In the past I’ve made jams and liqueurs, but as yummy as they’ve been I didn’t want to do that again, particularly since I still have over a quart of peach liqueur left from last year. The peaches couldn’t wait for me to decide what to do so I decided to dry them. Easy peasy and I love dried fruit, so that was the way to go.

Ron’s peaches were all at the same perfect stage of ripe, and they all were wonderfully free of bug and bird damage, as well as bruising. Processing them was simple: Clean as needed, remove any damaged spots, cut around the peach equator and twist to break the peach into two, then pry out the pit, and slice the halves. Pop the end pieces in my mouth and place the rest on the dryer trays.

My dryer is the old fashioned kind — its contents are air dried. The drying takes longer than it would with an electric dehydrator but mine doesn’t use any power and I live in a dry climate so there’s no mold. The food being dried is protected from bugs and dust by a fine mesh cover that zips closed. The dryer is advertised as solar powered but I’ve hung mine inside the house, from the ceiling in my kitchen and have even rigged up a rope and pulley system so I don’t have to get on a ladder to check on how things are going.
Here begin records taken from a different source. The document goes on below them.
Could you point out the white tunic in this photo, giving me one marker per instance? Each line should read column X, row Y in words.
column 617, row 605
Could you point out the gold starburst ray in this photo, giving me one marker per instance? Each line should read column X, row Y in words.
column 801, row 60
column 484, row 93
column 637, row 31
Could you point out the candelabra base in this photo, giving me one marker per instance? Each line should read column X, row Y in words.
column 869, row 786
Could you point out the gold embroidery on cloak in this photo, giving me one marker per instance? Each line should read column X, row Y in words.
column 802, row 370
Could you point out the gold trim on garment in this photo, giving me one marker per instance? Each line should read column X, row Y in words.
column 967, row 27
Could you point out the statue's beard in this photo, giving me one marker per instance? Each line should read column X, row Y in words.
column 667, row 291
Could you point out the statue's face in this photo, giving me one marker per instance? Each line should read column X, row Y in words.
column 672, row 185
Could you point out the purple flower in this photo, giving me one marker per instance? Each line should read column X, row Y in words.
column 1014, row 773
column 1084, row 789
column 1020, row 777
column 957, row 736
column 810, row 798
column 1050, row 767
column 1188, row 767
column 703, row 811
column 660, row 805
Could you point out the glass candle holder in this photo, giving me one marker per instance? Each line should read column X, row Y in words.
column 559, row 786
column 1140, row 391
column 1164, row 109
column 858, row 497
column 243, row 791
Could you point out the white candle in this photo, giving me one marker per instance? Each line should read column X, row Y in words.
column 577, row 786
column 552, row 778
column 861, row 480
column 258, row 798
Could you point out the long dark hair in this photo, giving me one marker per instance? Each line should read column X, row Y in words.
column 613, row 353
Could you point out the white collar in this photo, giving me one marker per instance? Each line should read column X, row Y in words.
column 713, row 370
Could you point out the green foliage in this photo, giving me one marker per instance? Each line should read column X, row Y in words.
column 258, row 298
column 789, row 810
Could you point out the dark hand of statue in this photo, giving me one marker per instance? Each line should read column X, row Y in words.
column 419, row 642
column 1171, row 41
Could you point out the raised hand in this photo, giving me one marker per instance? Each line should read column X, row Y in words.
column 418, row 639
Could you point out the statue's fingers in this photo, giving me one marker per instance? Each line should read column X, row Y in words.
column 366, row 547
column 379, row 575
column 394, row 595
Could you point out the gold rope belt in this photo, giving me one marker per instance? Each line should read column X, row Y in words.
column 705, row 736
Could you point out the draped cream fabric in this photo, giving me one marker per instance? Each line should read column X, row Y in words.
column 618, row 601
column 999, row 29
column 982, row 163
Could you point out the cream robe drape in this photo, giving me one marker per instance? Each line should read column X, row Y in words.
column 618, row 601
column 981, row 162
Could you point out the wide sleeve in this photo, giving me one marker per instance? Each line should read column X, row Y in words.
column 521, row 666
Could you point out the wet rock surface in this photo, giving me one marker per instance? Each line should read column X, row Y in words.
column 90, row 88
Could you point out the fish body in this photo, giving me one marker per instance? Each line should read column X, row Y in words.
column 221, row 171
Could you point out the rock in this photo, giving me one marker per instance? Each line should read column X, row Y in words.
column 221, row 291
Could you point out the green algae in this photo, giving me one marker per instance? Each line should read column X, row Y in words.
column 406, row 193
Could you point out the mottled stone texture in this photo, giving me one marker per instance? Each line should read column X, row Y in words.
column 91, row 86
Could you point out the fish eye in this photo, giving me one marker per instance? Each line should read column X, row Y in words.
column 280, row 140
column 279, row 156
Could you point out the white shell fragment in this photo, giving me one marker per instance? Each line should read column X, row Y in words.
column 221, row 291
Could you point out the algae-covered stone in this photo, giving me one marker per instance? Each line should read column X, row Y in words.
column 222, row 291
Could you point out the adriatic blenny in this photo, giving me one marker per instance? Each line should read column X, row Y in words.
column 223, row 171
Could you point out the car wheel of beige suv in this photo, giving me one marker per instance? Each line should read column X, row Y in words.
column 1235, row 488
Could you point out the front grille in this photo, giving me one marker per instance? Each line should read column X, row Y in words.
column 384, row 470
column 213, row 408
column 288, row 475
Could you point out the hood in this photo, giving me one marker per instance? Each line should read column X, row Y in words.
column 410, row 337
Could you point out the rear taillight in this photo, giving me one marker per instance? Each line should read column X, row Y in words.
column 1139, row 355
Things are going nicely, two days later, as you can see. Maybe next week I’ll get to taste test. Yum!

 

April Snow

Snow at dusk in April

It had been a brutal day, a hard edged wind coming from the north and cutting through the many layers she wore.  Even when the sun broke through the heavy clouds it was cold, cold for late April.  But here in the mountains of New Mexico weather was like that.  Nothing unusual at all.

For a brief moment at sunset a rosy golden light limned the mesa top, gone as quickly as it had come.  She smelled rain, but there was nothing yet to moisten the dust and the struggling grass that was already turning gray with thirst.  It would come, though, she knew it.  If she could smell it, it would come.

She built a fire in the wood stove, smiling at the fancy she’d had that she was done building fires till next fall.  She settled into the evening, waiting.

The wind stopped.  The world held its breath.  Silently fluffy white flakes drifted down into the dusk, covering the branches of the apple trees that were only this morning braving the first bright green leaves of spring.